What is Osteoporosis?
Osteoporosis occurs when bones lose minerals, such as calcium, more quickly than the body can replace them, causing a loss of bone thickness (bone density or mass), making them more prone to breakage.
Osteoporosis Risk Factors
Women are at a greater risk of developing osteoporosis because of the rapid decline in oestrogen levels during menopause. When oestrogen levels decrease, bones lose calcium and other minerals at a much faster rate.
Men also lose bone as they age, however testosterone levels in men decline more gradually so their bone mass remains adequate till later in life.
Your family history
Bone health can be strongly inherited so consider your family history of osteoporosis. It is important to note if anyone in your family (particularly parents or siblings) has ever been diagnosed with osteoporosis, broken a bone from a minor fall or rapidly lost height. These can indicate low bone density.
Your calcium and vitamin D levels
Low calcium intake – adults require 1,000 mg per day (preferably through diet) which increases to 1,300 mg per day for women over 50 and men over 70.
Low vitamin D levels – a lack of sun exposure can mean you are not getting enough vitamin D which your body needs to absorb calcium.
Your medical history
Certain conditions and medications can impact on your bone health.
- Corticosteroids – commonly used for asthma, rheumatoid arthritis and other inflammatory conditions
- Low hormone levels – in women: early menopause; in men: low testosterone
- Thyroid conditions – over active thyroid or parathyroid
- Conditions leading to malabsorption eg: coeliac disease, inflammatory bowel disease
- Some chronic diseases eg: rheumatoid arthritis, chronic liver or kidney disease
- Some medicines for breast cancer, prostate cancer, epilepsy and some antidepressants
- Lifestyle factors
- Low levels of physical activity
- Excessive alcohol intake
- Weight – thin body build or excessive weight (recent studies suggest that hormones associated with obesity may impact bones)

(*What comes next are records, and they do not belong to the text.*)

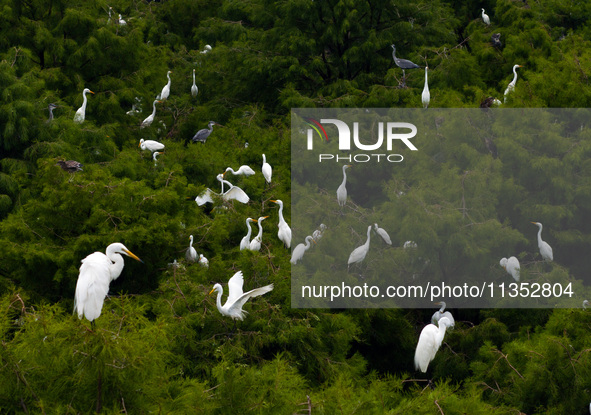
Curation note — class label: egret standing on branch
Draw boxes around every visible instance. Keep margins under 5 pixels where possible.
[499,256,521,282]
[504,65,523,102]
[191,69,199,97]
[192,121,219,143]
[373,223,392,245]
[261,154,273,184]
[271,199,291,248]
[74,242,143,322]
[248,216,268,251]
[74,88,94,124]
[347,225,371,270]
[158,71,172,101]
[532,222,554,261]
[482,9,490,26]
[185,235,197,262]
[337,164,353,206]
[140,99,162,128]
[240,218,257,251]
[421,66,431,108]
[209,271,273,320]
[415,317,451,373]
[392,44,420,86]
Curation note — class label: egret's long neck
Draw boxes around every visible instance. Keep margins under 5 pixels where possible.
[215,286,224,314]
[109,254,124,281]
[257,221,263,240]
[82,92,88,111]
[511,67,517,85]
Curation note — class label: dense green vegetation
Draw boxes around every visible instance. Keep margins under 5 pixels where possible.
[0,0,591,414]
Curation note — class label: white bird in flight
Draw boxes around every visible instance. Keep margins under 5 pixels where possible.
[415,317,451,373]
[74,242,142,322]
[532,222,554,261]
[138,138,164,153]
[74,88,94,124]
[226,164,255,176]
[499,256,521,282]
[209,271,273,320]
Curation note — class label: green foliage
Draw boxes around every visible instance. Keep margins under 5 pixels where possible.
[0,0,591,414]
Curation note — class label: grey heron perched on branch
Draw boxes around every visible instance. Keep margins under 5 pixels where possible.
[192,121,220,143]
[392,44,420,86]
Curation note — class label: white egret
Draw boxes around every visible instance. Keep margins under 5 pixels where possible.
[391,45,420,86]
[191,69,199,97]
[271,199,291,248]
[415,317,451,373]
[191,121,220,143]
[159,71,172,101]
[431,301,456,327]
[499,256,521,282]
[74,242,142,322]
[337,164,353,206]
[248,216,268,251]
[347,225,371,269]
[312,223,327,242]
[289,236,316,265]
[482,9,490,25]
[217,174,250,203]
[47,103,57,122]
[140,99,162,128]
[240,218,257,251]
[373,223,392,245]
[185,235,197,262]
[505,65,523,102]
[226,164,255,176]
[209,271,273,320]
[421,66,431,108]
[261,154,273,184]
[74,88,94,124]
[531,222,554,261]
[138,138,164,153]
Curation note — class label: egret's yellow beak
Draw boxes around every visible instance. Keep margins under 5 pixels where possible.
[123,249,144,264]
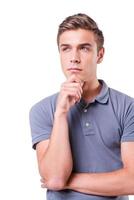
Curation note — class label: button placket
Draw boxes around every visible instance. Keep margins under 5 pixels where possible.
[82,108,94,135]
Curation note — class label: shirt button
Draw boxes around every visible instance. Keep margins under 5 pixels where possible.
[86,122,89,127]
[84,109,87,112]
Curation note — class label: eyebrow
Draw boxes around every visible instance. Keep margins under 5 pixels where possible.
[60,43,92,48]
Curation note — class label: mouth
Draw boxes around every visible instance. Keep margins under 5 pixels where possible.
[67,67,82,72]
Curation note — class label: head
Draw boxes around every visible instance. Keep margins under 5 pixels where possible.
[57,13,104,80]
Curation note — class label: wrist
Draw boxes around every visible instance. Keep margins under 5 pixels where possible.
[54,109,67,118]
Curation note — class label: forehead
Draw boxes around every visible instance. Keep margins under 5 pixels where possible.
[59,29,96,45]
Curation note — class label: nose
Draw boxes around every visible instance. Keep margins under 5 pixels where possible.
[70,51,80,64]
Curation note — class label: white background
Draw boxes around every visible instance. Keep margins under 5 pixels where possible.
[0,0,134,200]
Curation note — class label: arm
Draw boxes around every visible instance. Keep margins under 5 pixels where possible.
[37,75,82,190]
[66,142,134,196]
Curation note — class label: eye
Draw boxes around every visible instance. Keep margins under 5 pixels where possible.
[61,47,70,52]
[81,46,89,52]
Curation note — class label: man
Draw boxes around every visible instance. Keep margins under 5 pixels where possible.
[30,14,134,200]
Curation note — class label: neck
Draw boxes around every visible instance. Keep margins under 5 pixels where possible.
[82,79,101,102]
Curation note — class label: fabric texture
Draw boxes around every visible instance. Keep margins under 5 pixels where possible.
[30,80,134,200]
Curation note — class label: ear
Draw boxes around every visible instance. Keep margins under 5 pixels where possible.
[97,47,105,64]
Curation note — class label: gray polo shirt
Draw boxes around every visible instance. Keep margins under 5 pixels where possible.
[30,80,134,200]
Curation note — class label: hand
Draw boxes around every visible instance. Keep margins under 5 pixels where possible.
[56,75,83,113]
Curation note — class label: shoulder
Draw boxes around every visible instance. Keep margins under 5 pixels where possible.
[109,88,134,123]
[109,88,134,106]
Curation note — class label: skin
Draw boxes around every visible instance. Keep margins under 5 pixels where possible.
[37,29,134,196]
[59,29,104,100]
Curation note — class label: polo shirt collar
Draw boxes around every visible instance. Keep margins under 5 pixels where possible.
[95,80,109,104]
[78,80,109,107]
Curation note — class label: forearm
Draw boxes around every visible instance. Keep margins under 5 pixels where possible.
[66,169,134,196]
[40,111,72,182]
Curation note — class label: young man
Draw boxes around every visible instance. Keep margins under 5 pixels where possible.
[30,14,134,200]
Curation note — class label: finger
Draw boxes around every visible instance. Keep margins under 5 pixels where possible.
[67,74,82,83]
[41,184,46,188]
[40,178,45,183]
[61,82,83,94]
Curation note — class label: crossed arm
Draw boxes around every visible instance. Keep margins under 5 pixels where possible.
[42,142,134,196]
[36,77,134,196]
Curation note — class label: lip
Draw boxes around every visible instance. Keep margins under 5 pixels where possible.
[67,67,82,72]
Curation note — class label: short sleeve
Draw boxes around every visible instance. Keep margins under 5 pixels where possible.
[121,101,134,142]
[29,100,53,149]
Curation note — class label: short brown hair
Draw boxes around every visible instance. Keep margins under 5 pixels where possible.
[57,13,104,50]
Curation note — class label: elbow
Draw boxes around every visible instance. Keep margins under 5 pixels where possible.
[47,178,66,190]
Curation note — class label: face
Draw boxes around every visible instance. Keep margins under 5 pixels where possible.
[59,29,104,81]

As bones become thinner and less dense, even a minor bump or fall can cause a serious fracture. A ‘fracture’ is a complete or partial break in a bone.
Any bone can be affected by osteoporosis, but the most common sites are the hip, spine and wrist.
Fractures in the spine due to osteoporosis can result in height loss or changes in posture.
Osteoporosis usually has no symptoms until a fracture occurs this is why osteoporosis is often called the ‘silent disease’.